Миссис Манивуд. Вам все шуточки, а мне – слезки!

Лаклесс. Это как сказать. Ведь меня подпирает нужда, не вас. Вид-то у меня авантажный, но если вы не сжалитесь и по покормите меня нынче обедом, у меня совсем живот подведет.

Миссис Манивуд. Ну, это вам не грозит! Вы всегда получите обед, хотя вам для этого придется обойти все до единой окрестные харчевни. В первый-то раз вас охотно пустят, а во второй, думаю, вы сами не станете их беспокоить.

Лаклесс. И то верно. Только если вы меня выпустите из дому, черта с два я вернусь к вам обратно!

Миссис Манивуд. Заплатите, что задолжали, сударь, и гуляйте себе на здоровье.

Лаклесс. С радостью, сударыня. Принесите мне перо и чернила, и я тут же выдам вам вексель.

Миссис Манивуд. Что придумали! Да кто его учтет-то? Уж не тот ли книготорговец? У него, чай, векселей ваших скопилось не меньше, чем вашей писанины. Товар надежный – такой, видать, залежится и на полке, и в письменном столе.

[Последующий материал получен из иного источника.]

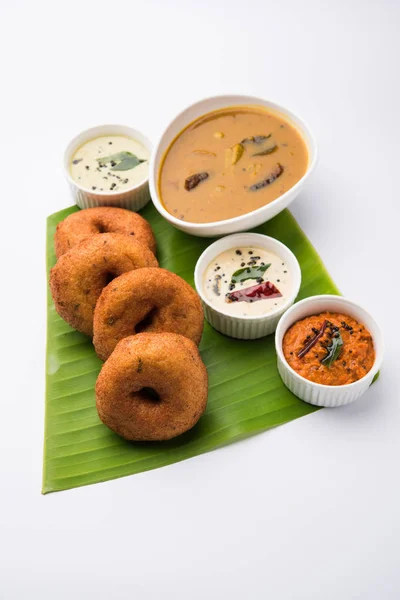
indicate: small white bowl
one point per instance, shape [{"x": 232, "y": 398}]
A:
[
  {"x": 133, "y": 198},
  {"x": 246, "y": 327},
  {"x": 315, "y": 393},
  {"x": 249, "y": 220}
]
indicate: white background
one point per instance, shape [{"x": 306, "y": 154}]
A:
[{"x": 309, "y": 510}]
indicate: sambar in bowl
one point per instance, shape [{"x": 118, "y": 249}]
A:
[{"x": 230, "y": 163}]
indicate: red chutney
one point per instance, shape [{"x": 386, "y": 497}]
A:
[{"x": 352, "y": 360}]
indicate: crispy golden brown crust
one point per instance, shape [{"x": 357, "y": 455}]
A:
[
  {"x": 151, "y": 300},
  {"x": 106, "y": 219},
  {"x": 79, "y": 276},
  {"x": 166, "y": 363}
]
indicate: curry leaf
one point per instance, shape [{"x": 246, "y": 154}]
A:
[{"x": 127, "y": 163}]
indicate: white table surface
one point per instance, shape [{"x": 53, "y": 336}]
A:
[{"x": 309, "y": 510}]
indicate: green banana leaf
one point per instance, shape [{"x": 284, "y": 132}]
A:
[{"x": 246, "y": 394}]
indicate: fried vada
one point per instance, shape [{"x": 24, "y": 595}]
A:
[
  {"x": 105, "y": 219},
  {"x": 79, "y": 276},
  {"x": 147, "y": 300},
  {"x": 154, "y": 386}
]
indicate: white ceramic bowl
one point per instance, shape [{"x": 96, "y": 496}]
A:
[
  {"x": 133, "y": 198},
  {"x": 246, "y": 327},
  {"x": 315, "y": 393},
  {"x": 243, "y": 222}
]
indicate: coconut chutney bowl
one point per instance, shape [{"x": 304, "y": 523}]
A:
[{"x": 208, "y": 169}]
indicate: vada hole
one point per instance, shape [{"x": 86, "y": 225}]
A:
[{"x": 147, "y": 321}]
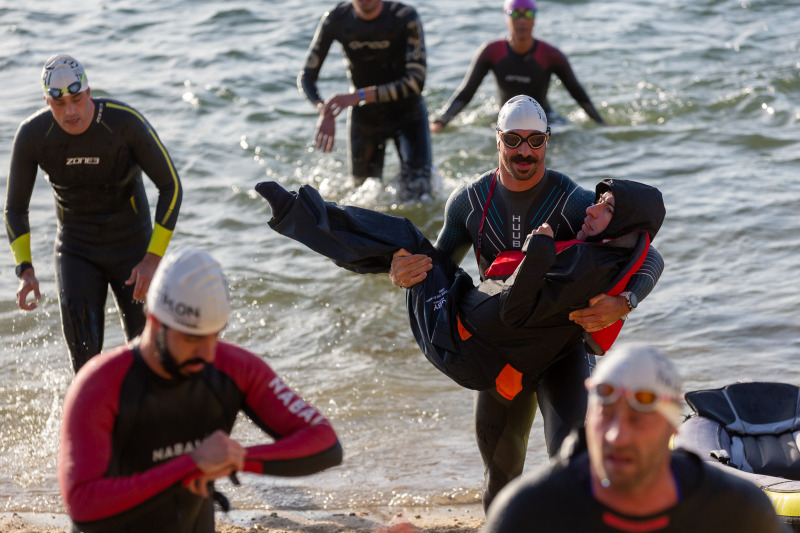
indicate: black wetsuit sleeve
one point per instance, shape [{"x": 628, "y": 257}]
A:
[
  {"x": 19, "y": 188},
  {"x": 413, "y": 80},
  {"x": 472, "y": 80},
  {"x": 315, "y": 57},
  {"x": 645, "y": 279},
  {"x": 154, "y": 160},
  {"x": 454, "y": 239}
]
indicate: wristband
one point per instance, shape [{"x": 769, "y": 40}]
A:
[{"x": 22, "y": 267}]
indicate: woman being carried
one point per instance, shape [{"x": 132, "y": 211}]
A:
[{"x": 481, "y": 337}]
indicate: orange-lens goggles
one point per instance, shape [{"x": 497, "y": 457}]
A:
[
  {"x": 513, "y": 140},
  {"x": 642, "y": 400}
]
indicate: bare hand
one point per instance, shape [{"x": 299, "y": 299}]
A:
[
  {"x": 407, "y": 270},
  {"x": 544, "y": 229},
  {"x": 603, "y": 311},
  {"x": 142, "y": 274},
  {"x": 199, "y": 486},
  {"x": 28, "y": 283},
  {"x": 326, "y": 132},
  {"x": 218, "y": 456}
]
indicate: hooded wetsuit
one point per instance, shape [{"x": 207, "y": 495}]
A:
[
  {"x": 104, "y": 226},
  {"x": 514, "y": 73},
  {"x": 387, "y": 52},
  {"x": 502, "y": 428},
  {"x": 471, "y": 334},
  {"x": 364, "y": 241},
  {"x": 559, "y": 500},
  {"x": 127, "y": 433}
]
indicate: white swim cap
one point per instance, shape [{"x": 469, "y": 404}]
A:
[
  {"x": 522, "y": 113},
  {"x": 641, "y": 368},
  {"x": 189, "y": 293},
  {"x": 60, "y": 71},
  {"x": 510, "y": 5}
]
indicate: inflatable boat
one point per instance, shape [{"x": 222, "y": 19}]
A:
[{"x": 751, "y": 430}]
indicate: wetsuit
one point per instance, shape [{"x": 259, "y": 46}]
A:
[
  {"x": 104, "y": 226},
  {"x": 527, "y": 73},
  {"x": 482, "y": 337},
  {"x": 388, "y": 53},
  {"x": 127, "y": 434},
  {"x": 560, "y": 501},
  {"x": 502, "y": 427}
]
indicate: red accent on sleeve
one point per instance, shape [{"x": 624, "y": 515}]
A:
[
  {"x": 90, "y": 409},
  {"x": 303, "y": 430}
]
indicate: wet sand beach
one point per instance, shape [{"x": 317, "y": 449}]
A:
[{"x": 438, "y": 519}]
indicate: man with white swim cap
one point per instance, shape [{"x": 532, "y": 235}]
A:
[
  {"x": 630, "y": 480},
  {"x": 93, "y": 151},
  {"x": 521, "y": 64},
  {"x": 146, "y": 426},
  {"x": 493, "y": 215}
]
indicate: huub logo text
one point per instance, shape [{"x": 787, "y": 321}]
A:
[
  {"x": 372, "y": 45},
  {"x": 516, "y": 231},
  {"x": 83, "y": 161},
  {"x": 518, "y": 79}
]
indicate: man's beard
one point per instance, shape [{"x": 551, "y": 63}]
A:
[
  {"x": 168, "y": 361},
  {"x": 517, "y": 158}
]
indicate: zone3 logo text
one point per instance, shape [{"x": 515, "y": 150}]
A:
[{"x": 83, "y": 161}]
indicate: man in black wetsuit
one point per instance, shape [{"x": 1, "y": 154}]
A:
[
  {"x": 493, "y": 214},
  {"x": 146, "y": 426},
  {"x": 384, "y": 46},
  {"x": 629, "y": 480},
  {"x": 93, "y": 152},
  {"x": 521, "y": 65}
]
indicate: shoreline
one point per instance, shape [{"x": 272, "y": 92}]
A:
[{"x": 464, "y": 518}]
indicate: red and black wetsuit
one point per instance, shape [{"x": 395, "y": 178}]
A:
[
  {"x": 104, "y": 226},
  {"x": 127, "y": 432},
  {"x": 527, "y": 73},
  {"x": 387, "y": 52},
  {"x": 559, "y": 500}
]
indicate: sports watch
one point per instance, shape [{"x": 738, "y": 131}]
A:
[{"x": 630, "y": 299}]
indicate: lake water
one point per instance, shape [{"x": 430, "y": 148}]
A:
[{"x": 703, "y": 101}]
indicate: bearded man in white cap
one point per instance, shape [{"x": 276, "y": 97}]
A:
[
  {"x": 93, "y": 152},
  {"x": 494, "y": 214},
  {"x": 630, "y": 480},
  {"x": 146, "y": 426}
]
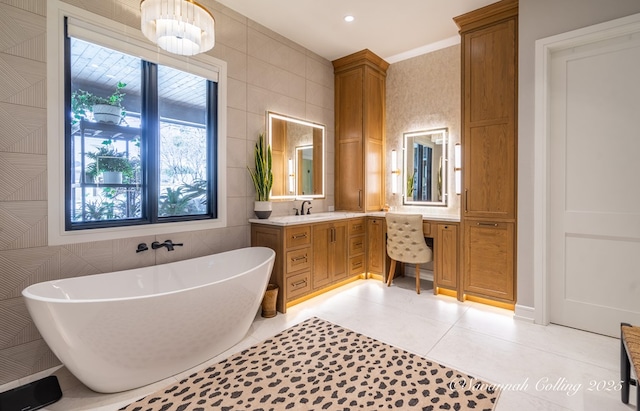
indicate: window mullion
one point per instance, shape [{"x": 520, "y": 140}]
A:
[{"x": 151, "y": 132}]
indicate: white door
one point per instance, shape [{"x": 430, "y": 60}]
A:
[{"x": 594, "y": 185}]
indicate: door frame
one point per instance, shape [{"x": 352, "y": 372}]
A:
[{"x": 544, "y": 48}]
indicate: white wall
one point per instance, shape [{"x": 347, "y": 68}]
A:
[{"x": 539, "y": 19}]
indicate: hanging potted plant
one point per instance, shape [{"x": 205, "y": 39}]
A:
[
  {"x": 104, "y": 109},
  {"x": 113, "y": 165},
  {"x": 262, "y": 178}
]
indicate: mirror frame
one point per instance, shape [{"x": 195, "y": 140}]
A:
[
  {"x": 272, "y": 115},
  {"x": 444, "y": 168}
]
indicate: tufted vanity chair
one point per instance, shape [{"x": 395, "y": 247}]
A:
[{"x": 405, "y": 243}]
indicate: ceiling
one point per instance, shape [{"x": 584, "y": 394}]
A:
[{"x": 394, "y": 30}]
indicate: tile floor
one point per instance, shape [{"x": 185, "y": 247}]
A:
[{"x": 546, "y": 368}]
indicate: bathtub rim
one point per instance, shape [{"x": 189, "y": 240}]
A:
[{"x": 27, "y": 294}]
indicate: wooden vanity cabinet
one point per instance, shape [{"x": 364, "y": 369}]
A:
[
  {"x": 360, "y": 131},
  {"x": 357, "y": 246},
  {"x": 376, "y": 247},
  {"x": 489, "y": 260},
  {"x": 489, "y": 45},
  {"x": 329, "y": 253},
  {"x": 311, "y": 258},
  {"x": 445, "y": 270}
]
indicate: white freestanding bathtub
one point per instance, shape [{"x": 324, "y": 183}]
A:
[{"x": 126, "y": 329}]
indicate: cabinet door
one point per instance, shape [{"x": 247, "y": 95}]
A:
[
  {"x": 338, "y": 249},
  {"x": 330, "y": 248},
  {"x": 489, "y": 133},
  {"x": 375, "y": 246},
  {"x": 446, "y": 258},
  {"x": 349, "y": 184},
  {"x": 374, "y": 115},
  {"x": 489, "y": 260},
  {"x": 322, "y": 236}
]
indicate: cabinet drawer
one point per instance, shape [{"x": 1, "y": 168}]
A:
[
  {"x": 297, "y": 236},
  {"x": 426, "y": 228},
  {"x": 356, "y": 226},
  {"x": 356, "y": 245},
  {"x": 298, "y": 285},
  {"x": 298, "y": 260},
  {"x": 356, "y": 265}
]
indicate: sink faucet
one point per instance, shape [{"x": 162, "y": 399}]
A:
[
  {"x": 167, "y": 243},
  {"x": 302, "y": 207}
]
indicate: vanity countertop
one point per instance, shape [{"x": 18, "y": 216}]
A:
[{"x": 338, "y": 215}]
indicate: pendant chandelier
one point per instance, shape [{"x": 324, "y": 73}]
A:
[{"x": 178, "y": 26}]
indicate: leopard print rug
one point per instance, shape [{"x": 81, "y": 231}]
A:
[{"x": 317, "y": 365}]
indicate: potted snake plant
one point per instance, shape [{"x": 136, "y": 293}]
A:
[{"x": 262, "y": 177}]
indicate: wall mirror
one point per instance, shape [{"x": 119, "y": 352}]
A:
[
  {"x": 425, "y": 167},
  {"x": 297, "y": 148}
]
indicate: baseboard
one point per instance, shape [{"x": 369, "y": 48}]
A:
[
  {"x": 524, "y": 313},
  {"x": 410, "y": 271}
]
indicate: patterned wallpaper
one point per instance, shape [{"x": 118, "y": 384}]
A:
[
  {"x": 424, "y": 93},
  {"x": 266, "y": 72}
]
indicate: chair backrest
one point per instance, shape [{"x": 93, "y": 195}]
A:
[{"x": 405, "y": 239}]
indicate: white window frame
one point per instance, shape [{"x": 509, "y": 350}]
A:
[{"x": 100, "y": 30}]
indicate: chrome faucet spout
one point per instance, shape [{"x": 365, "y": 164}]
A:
[
  {"x": 302, "y": 207},
  {"x": 167, "y": 243}
]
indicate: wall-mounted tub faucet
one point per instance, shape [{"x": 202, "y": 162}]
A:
[{"x": 167, "y": 243}]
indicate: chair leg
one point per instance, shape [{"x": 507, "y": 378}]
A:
[
  {"x": 625, "y": 371},
  {"x": 392, "y": 271}
]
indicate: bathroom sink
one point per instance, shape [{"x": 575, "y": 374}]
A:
[{"x": 301, "y": 219}]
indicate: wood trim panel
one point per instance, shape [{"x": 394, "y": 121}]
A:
[{"x": 501, "y": 10}]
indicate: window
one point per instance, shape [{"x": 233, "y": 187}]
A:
[{"x": 141, "y": 140}]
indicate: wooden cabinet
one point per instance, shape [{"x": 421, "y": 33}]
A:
[
  {"x": 489, "y": 149},
  {"x": 360, "y": 131},
  {"x": 357, "y": 246},
  {"x": 329, "y": 253},
  {"x": 489, "y": 260},
  {"x": 312, "y": 257},
  {"x": 376, "y": 247},
  {"x": 445, "y": 270}
]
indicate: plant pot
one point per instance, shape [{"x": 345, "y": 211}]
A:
[
  {"x": 112, "y": 177},
  {"x": 106, "y": 113},
  {"x": 269, "y": 301},
  {"x": 262, "y": 209}
]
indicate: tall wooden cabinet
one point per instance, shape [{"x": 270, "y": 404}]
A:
[
  {"x": 329, "y": 253},
  {"x": 360, "y": 80},
  {"x": 489, "y": 149}
]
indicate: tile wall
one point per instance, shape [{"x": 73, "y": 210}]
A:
[{"x": 265, "y": 72}]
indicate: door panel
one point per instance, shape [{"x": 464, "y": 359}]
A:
[{"x": 593, "y": 243}]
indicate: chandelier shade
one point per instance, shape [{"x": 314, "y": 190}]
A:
[{"x": 178, "y": 26}]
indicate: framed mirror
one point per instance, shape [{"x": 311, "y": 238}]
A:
[
  {"x": 297, "y": 148},
  {"x": 425, "y": 167}
]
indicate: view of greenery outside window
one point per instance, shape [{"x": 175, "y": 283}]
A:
[{"x": 140, "y": 141}]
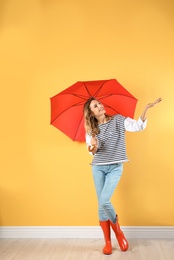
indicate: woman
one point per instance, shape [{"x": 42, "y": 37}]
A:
[{"x": 105, "y": 138}]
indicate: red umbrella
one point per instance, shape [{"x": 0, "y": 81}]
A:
[{"x": 67, "y": 106}]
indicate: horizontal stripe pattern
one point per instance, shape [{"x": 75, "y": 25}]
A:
[{"x": 112, "y": 145}]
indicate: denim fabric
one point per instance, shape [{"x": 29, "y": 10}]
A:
[{"x": 106, "y": 178}]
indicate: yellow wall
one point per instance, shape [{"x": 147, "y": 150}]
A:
[{"x": 46, "y": 46}]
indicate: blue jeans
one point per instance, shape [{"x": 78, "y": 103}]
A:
[{"x": 106, "y": 178}]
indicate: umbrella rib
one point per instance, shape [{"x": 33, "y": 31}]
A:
[
  {"x": 80, "y": 103},
  {"x": 78, "y": 127}
]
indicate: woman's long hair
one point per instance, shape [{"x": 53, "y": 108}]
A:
[{"x": 91, "y": 123}]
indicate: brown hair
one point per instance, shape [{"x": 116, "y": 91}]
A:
[{"x": 91, "y": 123}]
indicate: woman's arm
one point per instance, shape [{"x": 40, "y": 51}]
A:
[
  {"x": 133, "y": 125},
  {"x": 143, "y": 115}
]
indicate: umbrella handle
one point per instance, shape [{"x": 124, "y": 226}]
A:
[{"x": 90, "y": 149}]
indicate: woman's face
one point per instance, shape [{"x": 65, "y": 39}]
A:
[{"x": 97, "y": 108}]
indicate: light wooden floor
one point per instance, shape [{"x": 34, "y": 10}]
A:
[{"x": 83, "y": 249}]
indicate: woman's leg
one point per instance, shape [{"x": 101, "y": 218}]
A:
[{"x": 106, "y": 178}]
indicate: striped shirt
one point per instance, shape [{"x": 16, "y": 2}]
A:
[{"x": 111, "y": 139}]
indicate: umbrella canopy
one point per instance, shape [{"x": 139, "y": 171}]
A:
[{"x": 67, "y": 106}]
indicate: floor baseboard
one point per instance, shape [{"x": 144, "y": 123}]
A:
[{"x": 147, "y": 232}]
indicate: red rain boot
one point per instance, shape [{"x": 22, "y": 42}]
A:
[
  {"x": 105, "y": 225},
  {"x": 119, "y": 235}
]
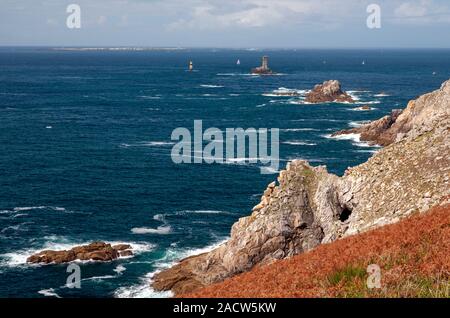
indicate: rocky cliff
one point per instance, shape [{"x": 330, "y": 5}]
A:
[
  {"x": 308, "y": 206},
  {"x": 421, "y": 115}
]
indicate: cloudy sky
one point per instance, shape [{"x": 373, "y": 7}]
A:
[{"x": 226, "y": 23}]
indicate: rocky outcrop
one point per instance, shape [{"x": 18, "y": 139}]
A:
[
  {"x": 329, "y": 91},
  {"x": 421, "y": 115},
  {"x": 308, "y": 206},
  {"x": 97, "y": 251},
  {"x": 378, "y": 132}
]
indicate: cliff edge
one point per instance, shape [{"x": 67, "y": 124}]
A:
[{"x": 308, "y": 206}]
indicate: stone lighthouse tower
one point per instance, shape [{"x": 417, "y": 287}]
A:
[
  {"x": 264, "y": 68},
  {"x": 265, "y": 63}
]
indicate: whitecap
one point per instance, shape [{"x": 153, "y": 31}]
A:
[
  {"x": 269, "y": 170},
  {"x": 357, "y": 124},
  {"x": 299, "y": 143},
  {"x": 49, "y": 293},
  {"x": 205, "y": 212},
  {"x": 298, "y": 129},
  {"x": 356, "y": 138},
  {"x": 162, "y": 230},
  {"x": 150, "y": 97},
  {"x": 119, "y": 269},
  {"x": 211, "y": 86},
  {"x": 55, "y": 243},
  {"x": 171, "y": 257}
]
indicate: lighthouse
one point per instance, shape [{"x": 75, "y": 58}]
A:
[{"x": 264, "y": 68}]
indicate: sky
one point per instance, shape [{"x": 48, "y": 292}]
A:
[{"x": 227, "y": 23}]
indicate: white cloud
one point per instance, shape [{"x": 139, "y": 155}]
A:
[
  {"x": 261, "y": 13},
  {"x": 421, "y": 12}
]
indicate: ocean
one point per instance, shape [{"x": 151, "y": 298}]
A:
[{"x": 86, "y": 143}]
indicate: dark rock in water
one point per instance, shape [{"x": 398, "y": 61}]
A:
[
  {"x": 309, "y": 206},
  {"x": 180, "y": 278},
  {"x": 97, "y": 251},
  {"x": 377, "y": 132},
  {"x": 329, "y": 91},
  {"x": 264, "y": 68}
]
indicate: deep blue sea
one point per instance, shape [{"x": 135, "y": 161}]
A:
[{"x": 85, "y": 148}]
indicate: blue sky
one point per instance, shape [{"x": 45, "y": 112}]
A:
[{"x": 227, "y": 23}]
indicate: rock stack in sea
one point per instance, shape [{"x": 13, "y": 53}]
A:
[
  {"x": 97, "y": 251},
  {"x": 329, "y": 91},
  {"x": 308, "y": 206}
]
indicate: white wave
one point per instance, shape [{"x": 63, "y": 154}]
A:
[
  {"x": 99, "y": 278},
  {"x": 171, "y": 257},
  {"x": 269, "y": 170},
  {"x": 361, "y": 109},
  {"x": 358, "y": 91},
  {"x": 142, "y": 290},
  {"x": 150, "y": 97},
  {"x": 357, "y": 124},
  {"x": 205, "y": 212},
  {"x": 240, "y": 160},
  {"x": 236, "y": 74},
  {"x": 368, "y": 151},
  {"x": 159, "y": 217},
  {"x": 211, "y": 86},
  {"x": 356, "y": 138},
  {"x": 353, "y": 95},
  {"x": 299, "y": 143},
  {"x": 119, "y": 269},
  {"x": 42, "y": 207},
  {"x": 373, "y": 102},
  {"x": 300, "y": 102},
  {"x": 162, "y": 230},
  {"x": 158, "y": 143},
  {"x": 49, "y": 293},
  {"x": 298, "y": 129},
  {"x": 55, "y": 243},
  {"x": 148, "y": 144}
]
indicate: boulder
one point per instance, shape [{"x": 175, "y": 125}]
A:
[
  {"x": 329, "y": 91},
  {"x": 311, "y": 206},
  {"x": 96, "y": 251}
]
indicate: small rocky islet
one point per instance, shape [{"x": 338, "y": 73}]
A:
[{"x": 96, "y": 251}]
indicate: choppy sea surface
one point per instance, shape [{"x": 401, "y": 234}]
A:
[{"x": 85, "y": 141}]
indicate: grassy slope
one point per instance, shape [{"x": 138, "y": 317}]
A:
[{"x": 414, "y": 257}]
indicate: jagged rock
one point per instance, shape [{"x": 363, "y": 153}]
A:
[
  {"x": 421, "y": 115},
  {"x": 97, "y": 251},
  {"x": 310, "y": 206},
  {"x": 329, "y": 91},
  {"x": 377, "y": 132}
]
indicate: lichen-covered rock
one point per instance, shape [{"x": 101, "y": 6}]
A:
[
  {"x": 421, "y": 115},
  {"x": 310, "y": 206},
  {"x": 329, "y": 91}
]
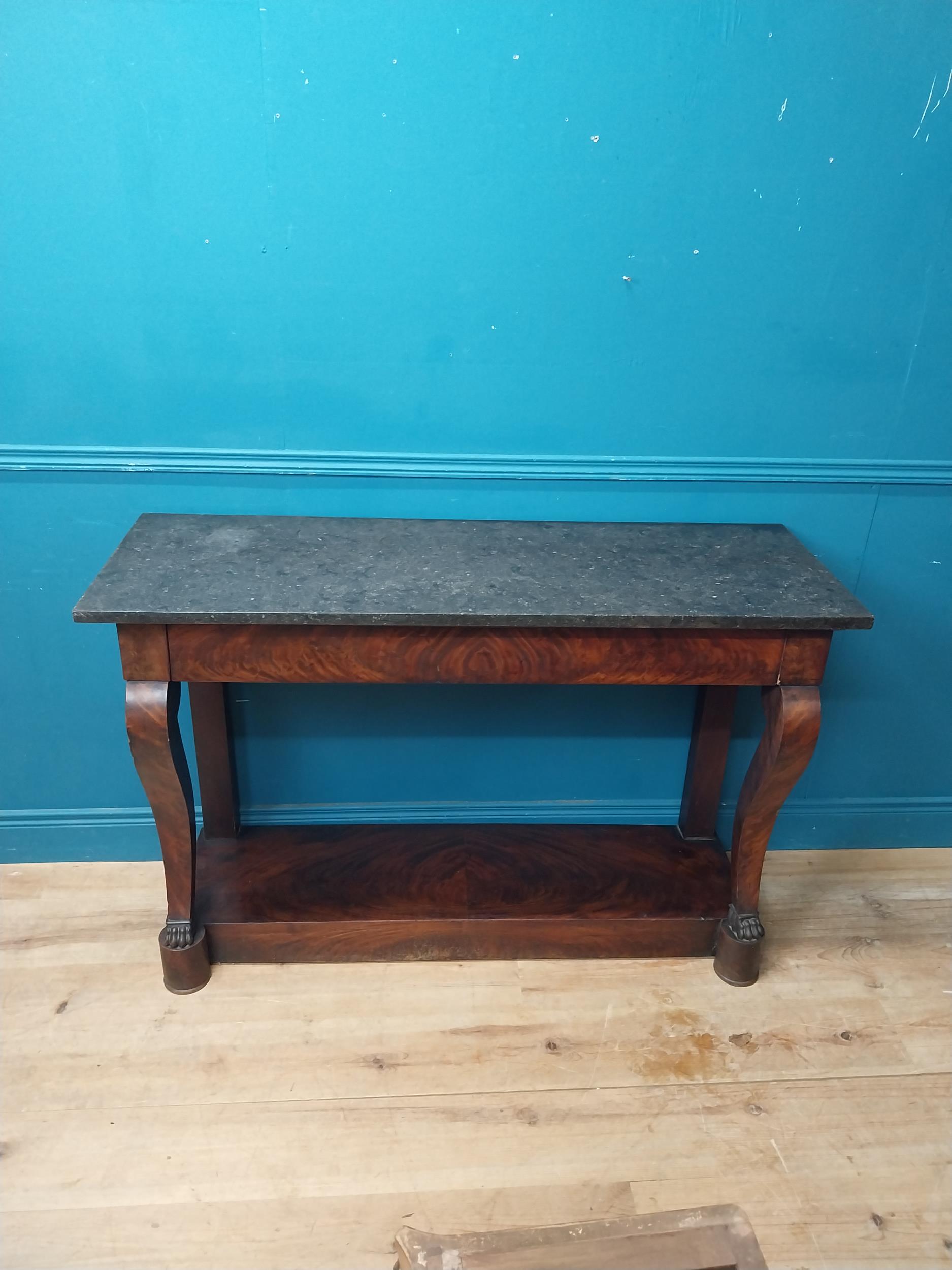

Xэрриет. Ну зачем вы, маменька, так безжалостно его обижаете?

Миссис Манивуд. А ты уж, заступница, тут как тут. Ступай-ка лучше отсюда! Еще погубит тебя, часом, заместо расплаты. Сейчас же к себе! И запомни: если я еще хоть раз увижу вас вместе, я выкину тебя из дому,

Хэрриет уходит.


Явление второе

Лаклесс, миссис Манивуд.

Лаклесс. Отводите на мне душу сколько вам угодно, сударыня, только пожалейте бедняжку Xэрриет.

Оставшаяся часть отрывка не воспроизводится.